On 08-Mar-2013 10:15, John Cliff wrote:
Computers. to copy (a file) from RAM onto a disk or other storage medium.
The file in memory is always a SVG, so you cant save as anything else...
No, you can "save" into any format that retains the meaning of the data structures in memory. By the strict logic you are espousing the only way to "save" a binary memory structure would be via a binary dump to a file. That is rarely how it is done. Instead the data ends up in some other equivalent format, including especially ones that have been converted to text forms so that people can read them. Remember CGM? That had 3 formats (one in text) - all represented the same thing, but typically none of them corresponded to the internal representation of the diagram in the program.
like I said, I believe its wrong that we claim to open anything other than SVG, we dont, we import/translate them into an svg with varying levels of success. likewise, we can only save an svg, anything else is an export with a varying level of compatability.
I get the impression some of you have not spent a lot of time actually dealing one one one, face to face, with "typical" end users, by which I mean, people who have zero interest in touching the code of the programs they are using. These end users simply do not care about the fine points many of you find so compelling, but they do want "Save as" to let them put their data on disk in the form that they want it to be. The people I deal with are very high end (look where I am) and but not once in the ~30 years I have been here has an end user complained to me that the "Save as..." in a program was unsafe because it let them choose a nonconservative file format!

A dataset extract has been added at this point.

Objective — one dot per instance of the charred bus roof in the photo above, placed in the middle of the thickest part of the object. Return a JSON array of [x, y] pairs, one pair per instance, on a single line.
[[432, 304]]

Remember KISS? TSM's Open, Save, Save as... is KISS. (And some programs dispense with "Save as..." as well, using Save to mean both things.) Open + Import, Save + Save as.. + Export is not KISS. For TSM all an end user has to know is that they want to open or save a file. For SUM they have to know which file formats are conservative and which are not, and they have to know this before they select one of those file menu options. So I repeat for the umpteenth time, SUM is not actually going to benefit any of the real end users, but it is going to inconvenience many of them. If the goal is really to protect end users from themselves then automatic backups is a far better option.